At the OpenStack Operators meetup the question was asked about monitoring issues that are related to RabbitMQ. Lots of OpenStack components use a message broker and the most commonly used one among operators is RabbitMQ. For this post I’m going to concentrate on Nova and a couple of scenarios I’ve seen in production.
It’s important to understand the flow of messages amongst the various components and break things down into a couple of categories:
- Services which publish messages to queues (arrow pointing toward the queue in the diagram)
- Services which consume messages from queues (arrow pointing out from the queue in the diagram)
It’s also good to understand what actually happens when a message is consumed. In most cases, the consumer of the queue is writing to a database.
An example would be for an instance reboot, the nova-api publishes a message to a compute node’s queue. The compute service running polls for messages, receives the reboot, sends the reboot to the virtualization layer, and updates the instance’s state to rebooting.
There are a couple of scenarios queue related issues manifest:
- Everything’s broken - easy enough, rebuild or repair the RabbitMQ server. This post does not focus on this scenario because there is a considerable amount of material around hardening RabbitMQ in the OpenStack documentation.

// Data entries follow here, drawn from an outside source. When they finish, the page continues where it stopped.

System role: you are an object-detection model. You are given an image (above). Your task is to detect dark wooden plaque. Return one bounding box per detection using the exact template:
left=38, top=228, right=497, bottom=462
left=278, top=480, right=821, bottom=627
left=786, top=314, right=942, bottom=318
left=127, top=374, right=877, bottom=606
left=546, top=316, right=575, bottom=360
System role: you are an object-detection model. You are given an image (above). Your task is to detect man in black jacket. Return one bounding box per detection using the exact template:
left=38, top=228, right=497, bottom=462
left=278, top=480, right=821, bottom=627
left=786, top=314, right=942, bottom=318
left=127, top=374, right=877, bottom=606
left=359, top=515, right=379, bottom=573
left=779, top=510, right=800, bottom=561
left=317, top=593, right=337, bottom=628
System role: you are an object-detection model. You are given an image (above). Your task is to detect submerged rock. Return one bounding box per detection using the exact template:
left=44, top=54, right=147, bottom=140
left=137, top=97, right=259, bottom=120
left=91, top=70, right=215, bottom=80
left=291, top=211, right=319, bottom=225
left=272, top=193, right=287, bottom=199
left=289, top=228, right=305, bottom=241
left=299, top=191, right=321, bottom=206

- Everything is slow and getting slower - this often points to a queue being published to at a greater rate than it can be consumed. This scenario is more nuanced, and requires an operator to know a couple of things: what queues are shared among many services and what are publish/consume rates during normal operations.
- Some things are slow/not happening - some instance reboot requests go through, some do not. Generally speaking these operations are ’last mile’ operations that involve a change on the instance itself. This scenario is generally restricted to a single compute node, or possibly a cabinet of compute nodes.
Baselines are very valuble to have in scenarios 2 and 3 to compare normal operations to in terms of RabbitMQ queue size/consumption rate. Without a baseline, it’s difficult to know if the behavior is out of normal operating conditions.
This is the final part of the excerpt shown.